Retained, asymptomatic bullet in D11-D12 intervertebral disc space : A Case Report
V Kumar, V Goni, B Shashidhar, A Mootha
Keywords
bullet, intervertebral disc space
Citation
V Kumar, V Goni, B Shashidhar, A Mootha. Retained, asymptomatic bullet in D11-D12 intervertebral disc space : A Case Report. The Internet Journal of Surgery. 2003 Volume 5 Number 2.
Abstract
We report a 34-year-old constable, who presented with low-velocity gunshot injury in his right flank. Neuroimaging localised the bullet in the Thoracic (D) 11-12 intervertebral disc space and neurological examination found no abnormalities. The patient was managed conservatively and is asymptomatic at thirty months of follow up till date.
Introduction
Gun shot injuries to the spine are mainly caused by suicides, accidents and assaults. These vary in proportion depending on the geographical location. Incidence of gunshot injuries perforating and being trapped within the spinal canal and intervertebral disc space is rare. Here, we present a case of gun shot injury with a bullet in the intervertebral disc space with normal neurological status at presentation and at subsequent follow ups till date.
Case report
A 34-year-old, moderately built and nourished male constable working in the narcotics regulation department presented to the emergency room with low-velocity gunshot injury in his right flank region. The patient was conscious and physical examination revealed no abnormalities except for entry wound of the bullet on his right flank, with no exit wound. Neurological examination was found to be normal.
Figure 1
Neuroimaging with X-rays and CT scan showed the bullet, located in the D11-D12 intervertebral disc space. All routine investigations were found to be within normal limits for his age and sex. The patient was discharged after 2 days of uneventful stay in the hospital.
Figure 2
The patient on follow up till date showed no clinical symptoms or signs related to the bullet in the disc space. The repeat Radiographs and Computed Tomogram(CT) scan confirmed the bullet in its original position. Neurological examination is normal. Blood and urine lead levels are not raised.
Discussion
The damage caused by gunshot injury can be due to direct impact of the bullet or due to its projectile fragments injuring the spinal cord or indirect injury related to tissue damage caused in proportion to the kinetic energy and the velocity of the bullet. Most of the civilian injuries are due to low velocity gunshot injury and the military injuries are high velocity injuries with relatively greater magnitude of damage. Many reports about migration of bullet from paraspinal muscles and intervertebral disc space into the spinal canal exists in the literature. Conway etal 1 reported a case of a bullet migrating from intervertebral disc space into the spinal canal.

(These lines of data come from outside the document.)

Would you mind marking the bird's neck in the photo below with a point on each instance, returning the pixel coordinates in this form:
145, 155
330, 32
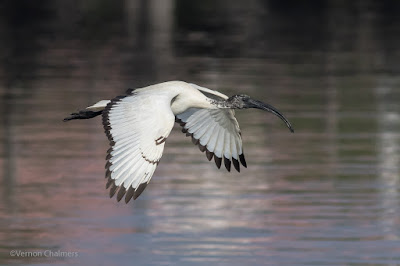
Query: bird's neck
220, 104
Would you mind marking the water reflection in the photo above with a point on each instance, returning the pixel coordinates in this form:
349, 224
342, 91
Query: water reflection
328, 194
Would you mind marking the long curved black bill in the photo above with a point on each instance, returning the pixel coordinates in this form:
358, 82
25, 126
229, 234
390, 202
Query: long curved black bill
267, 107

The prognosis for subsequent improvement in neurological function and general condition is related with the level of spine affected. After a survey of 858 spinal cord injuries, Comarr etal 2 concluded that cauda equine lesions recovered more frequently than spinal cord lesions. However, Yashon et al 3 stated that the final outcome in spinal cord bullet injuries is correlated with initial neurological status rather than with surgery.
Our patient presented with a low velocity gun shot injury with bullet in the interverterbal disc space of eleventh and twelfth thoracic vertebrae and remained asymptomatic at follow ups. Embeded bullets in the intervertebral disc may remain clinically silent through-out life of the patients, however, it may migrate into the spinal canal or in the intervertebral disc space causing back pain and other pressure related symptoms 14 .Acute or chronic lead intoxication following bullet injury is uncommon; it can present with neurological, abdominal or haematological symptoms 5 . These incidence are rare and should probably not be used as a reason to remove all bullets. Bullet in disc space and joint is more likely to release heavy metals. Scuderi et al 6 found only 12 cases of bullets in disc space over a 24-year period among 238 gunshot injuries of the spine and only 1 of these 12 developed clinical signs of lead toxicity. They recommend observation for signs of lead toxicity, rather than imperative bullet removal.
Surgical management for bullet injuries is widely accepted but conservative treatment is controversial 7 .Surgical indications for removal of the bullet, if embedded in the surrounding bone or in the intervertebral disc space is unclear. Bono and Heary 8 reviewed the topic well and commented that, one should ‘do no harm’. Removal of the bullet did appear to alter the rate and incidence of neurological recovery, but there was an increased incidence of infection in the operative group. Cornwell et al 9 reported on 141 thoracic spine gunshot fractures and only 2 required surgical stabilisation. Removal of bullets remains controversial.
We recommend supervised neglect of patients with asymptomatic bullet/s in the intervertebral disc space and treatment of the patient in-toto rather than his/her radiographs/tomograms alone.